Managers and more importantly match officials could be given a list of these players. With a pre-agreed list of players who are “that sort” or “not that sort” referees would then be empowered to use more discretion.

Whilst the oft quoted ‘letter of the law’ may require the player to be sent off for a career ending, two footed, lunge, a players status as “not that sort” would allow the referee to opt for a yellow card or perhaps simply to wave play on. Similarly, a referee may be unsure whether a tackle justifies any action, however, if the player’s one whose been classified as “that sort” then it’s easier for him to reach for the red.

“Consistency” is what players, fans and pundits most often demand of a referee. Even with professional match officials we’ve not been able to create this refereeing panacea. It obviously can’t be achieved.

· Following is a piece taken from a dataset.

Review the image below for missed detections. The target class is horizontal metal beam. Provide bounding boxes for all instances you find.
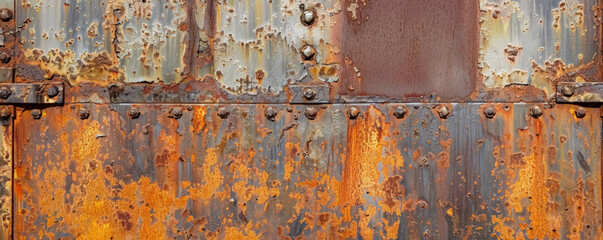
[556,82,603,103]
[0,82,63,104]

Introducing a “that sort” “not that sort” system would formalise inconsistency by introducing a rationale for it. It we can’t have consistency, we might as well have consistent inconsistency.


One Comment on “Dangerous tackling – our solution for solving the problem once and for all

  1. That is a bloody good idea. They could have little skull and cross bone symbols on one of their shoulders so the ref could easily know if the player was ‘that sort’. I’m sure it’d be a badge of honour for many hard-tackling centre-backs and defensive midfielders.